The dots crowded into the corners. The hashes pooled into a circle in the middle. A handful of o and x cells linger around the edge where the boundary is fuzziest. The network learned where the circle is by nothing but wiggling weights and watching the loss go down. No formula for circles, no rule about distance from the origin, nothing the programmer told it. Each of the 89 weights and 17 biases got tuned 120 times until the right shape emerged.

What happened? Each neuron in the first layer learned to draw a half-plane — a straight line splitting the square into two regions, with one side firing and the other side dark. Eight neurons drew eight half-planes from different angles.
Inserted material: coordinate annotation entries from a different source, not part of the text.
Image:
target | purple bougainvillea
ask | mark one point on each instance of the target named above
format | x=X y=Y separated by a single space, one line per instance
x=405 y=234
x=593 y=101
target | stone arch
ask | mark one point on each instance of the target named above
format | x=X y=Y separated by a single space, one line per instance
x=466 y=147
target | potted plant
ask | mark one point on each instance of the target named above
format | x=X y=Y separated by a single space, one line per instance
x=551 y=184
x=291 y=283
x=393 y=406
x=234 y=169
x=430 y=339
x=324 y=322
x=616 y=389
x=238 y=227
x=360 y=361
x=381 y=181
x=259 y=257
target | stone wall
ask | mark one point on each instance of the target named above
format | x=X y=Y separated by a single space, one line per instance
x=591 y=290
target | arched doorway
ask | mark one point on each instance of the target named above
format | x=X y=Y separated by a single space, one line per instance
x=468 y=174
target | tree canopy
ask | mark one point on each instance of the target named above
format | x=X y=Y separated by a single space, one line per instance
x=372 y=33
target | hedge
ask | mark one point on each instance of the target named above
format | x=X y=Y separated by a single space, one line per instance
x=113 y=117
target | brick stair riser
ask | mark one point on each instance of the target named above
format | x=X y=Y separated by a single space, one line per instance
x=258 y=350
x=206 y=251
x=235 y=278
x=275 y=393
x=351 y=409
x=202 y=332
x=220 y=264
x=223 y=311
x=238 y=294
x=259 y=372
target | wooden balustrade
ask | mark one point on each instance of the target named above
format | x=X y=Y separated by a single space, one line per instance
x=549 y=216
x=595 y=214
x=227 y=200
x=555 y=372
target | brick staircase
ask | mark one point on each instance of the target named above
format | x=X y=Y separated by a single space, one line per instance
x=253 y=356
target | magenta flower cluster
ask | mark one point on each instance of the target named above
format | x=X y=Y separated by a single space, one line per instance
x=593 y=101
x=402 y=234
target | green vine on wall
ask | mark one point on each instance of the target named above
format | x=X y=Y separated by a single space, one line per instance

The next layer combined those half-planes into more complex regions. The output neuron added them all up into a single yes-or-no number. The reason it can build a curved boundary out of straight cuts is the ReLU between the layers. A pure stack of linear operations cannot do this. Stack 100 layers of weighted sums with no activation in between and the entire thing collapses to one weighted sum — one straight line — no matter how deep you go. The next lesson proves it.